А то… загляделась.
Залюбовалась.
– Тогда пошла. Давай, Зося, шевели ногами…
Шевелю.
И разом успокаиваюся. Да и то верно, дорогу выбрала, назад не возвернусь. А чего бы там ни было впереди… надобно только прочих догнать, а то далеко убегли, пока я кажного выглядывала.
Бегу.
И дождь не помеха.
И дорожка сама под ноги ложится, если не лентою атласной, то холстиной, что и сподручней. Атлас – скользкий, холстина – оно верней. И слышу я землю, как про то Архип Полуэктович сказывал. Глаза закрою и все одно слышу.
Вот ямина, грязью прикрытая, глядится частью дорожки, а попадет в нее нога – и полетишь кувырком, и хорошо, если только полетишь, а не выкрутишь эту ногу злосчастную. Вот камень выперся горбиком. И корешок протянулся, норовит подножку подставить.
А я через него… и по луже, что лишь глядится глубокою, но на деле – тонка, что твое зеркло. Бегу.
Сзади пыхтит кто-то… а я уж думала, что я последняя.
Игнат?
А и не помню, откудова он взялся. Догоняет.
Хмурый.
Взъерошенный. И злой. С чего бы? С того, что последний? Так не в том задача, чтоб первым быть…
Через ручей я перескочила.
И Еську догнала, если кто и послушает, то он.
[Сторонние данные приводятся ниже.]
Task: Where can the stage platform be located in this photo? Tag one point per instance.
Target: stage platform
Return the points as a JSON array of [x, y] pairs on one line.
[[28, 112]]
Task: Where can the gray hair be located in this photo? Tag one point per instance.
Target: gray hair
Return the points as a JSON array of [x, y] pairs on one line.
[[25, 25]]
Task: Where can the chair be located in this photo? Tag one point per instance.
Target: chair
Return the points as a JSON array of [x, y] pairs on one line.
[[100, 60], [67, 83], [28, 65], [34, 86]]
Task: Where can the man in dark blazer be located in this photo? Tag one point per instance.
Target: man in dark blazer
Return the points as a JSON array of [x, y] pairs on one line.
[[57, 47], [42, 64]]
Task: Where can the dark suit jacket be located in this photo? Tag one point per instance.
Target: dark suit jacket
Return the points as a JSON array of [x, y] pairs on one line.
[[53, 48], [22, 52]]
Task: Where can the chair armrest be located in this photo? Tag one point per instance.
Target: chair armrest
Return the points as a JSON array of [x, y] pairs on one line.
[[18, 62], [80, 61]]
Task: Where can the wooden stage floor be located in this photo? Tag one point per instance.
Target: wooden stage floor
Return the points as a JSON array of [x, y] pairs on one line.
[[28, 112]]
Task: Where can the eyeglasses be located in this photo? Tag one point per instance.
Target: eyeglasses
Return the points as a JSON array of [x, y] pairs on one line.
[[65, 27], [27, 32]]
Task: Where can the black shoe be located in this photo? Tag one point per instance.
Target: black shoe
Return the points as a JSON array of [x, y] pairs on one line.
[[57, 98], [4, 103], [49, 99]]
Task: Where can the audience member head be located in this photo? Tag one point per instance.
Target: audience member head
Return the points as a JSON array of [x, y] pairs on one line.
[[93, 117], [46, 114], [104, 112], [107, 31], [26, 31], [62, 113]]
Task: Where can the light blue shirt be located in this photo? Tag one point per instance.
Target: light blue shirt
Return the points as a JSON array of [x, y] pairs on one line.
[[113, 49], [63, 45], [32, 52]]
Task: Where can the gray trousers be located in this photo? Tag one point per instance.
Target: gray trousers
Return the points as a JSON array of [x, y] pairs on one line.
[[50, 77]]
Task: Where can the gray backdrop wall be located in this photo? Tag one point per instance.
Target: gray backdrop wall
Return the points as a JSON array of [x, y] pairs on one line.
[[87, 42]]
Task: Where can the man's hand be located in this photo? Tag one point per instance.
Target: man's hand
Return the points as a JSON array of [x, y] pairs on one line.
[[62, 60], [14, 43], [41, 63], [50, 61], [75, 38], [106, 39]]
Тронула за рукав и губами одними сказала:
– Неспокойно мне.
Нахмурился. Глянул вопросительно. А я что? Могла б объяснить, объяснила б, так же и сама не разумею, что не так. А оно не так… впереди ямина и мосток, через нее перекинутый, да и не мосток, деревце тоненькое, по которому пройти надобно.
– Неспокойно, – повторяю. – Будь… осторожней.
А и пущай смеются над бабьими страхами, если они пустые.
Еська кивнул и прибавил… с Евстигнеем поравнялся. Шепнул чегой-то… а тот свистнул по-птичьи… и Елисей же птицею отозвался.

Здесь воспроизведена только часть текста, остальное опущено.